- Crevasse Crag Location within British Columbia
- Interactive map of Crevasse Crag

Highest point
- Elevation: 2,496 m (8,189 ft)
- Prominence: 66 m (217 ft)
- Coordinates: 50°06′40″N 122°11′53″W﻿ / ﻿50.11111°N 122.19806°W

Geography
- Location: British Columbia, Canada
- District(s): Kamloops Division Yale Land District New Westminster Land District
- Parent range: Lillooet Ranges
- Topo map: NTS 92J1 Stein Lake

Geology
- Formed by: Subduction zone volcanism
- Rock age: 16 million years
- Volcanic arc: Canadian Cascade Arc
- Volcanic belt: Pemberton Volcanic Belt

= Crevasse Crag =

Mountain in the country of Canada

Crevasse Crag is a jagged steep-sided prominence on the summit of a glaciated mountain ridge in the Lillooet Ranges of southwestern British Columbia, Canada.

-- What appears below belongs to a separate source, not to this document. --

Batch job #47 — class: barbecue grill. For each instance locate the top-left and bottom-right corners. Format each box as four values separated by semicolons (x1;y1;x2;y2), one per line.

It is located about 49 km southeast of the village of Pemberton. Situated on the boundary between New Westminster Land District and Kamloops Division Yale Land District, the peak has a maximum elevation of 2496 m and a topographic prominence of 66 m.

The name of the peak was adopted on March 31, 1969 as submitted by climber Christian Adam. It is named after the large crevasse directly below its north ridge. Prior to its adoption in 1969, Crevasse Crag was climbed by Adam et al. on August 16, 1967.

Crevasse Crag is the remains of an extinct volcano that formed 16 million years ago when the Pemberton Belt was volcanically active. This volcano erupted breccias, tuffs and plagioclase-phyric flows, all of which form the present day edifice of Crevasse Crag. Analyses of major, trace and rare-earth elements suggest that dacite, andesite and basaltic andesite lava flows form the lower flanks of the crag. These overlie Late Cretaceous and younger intrusive rocks that form the glaciated mountain ridge on which Crevasse Crag lies.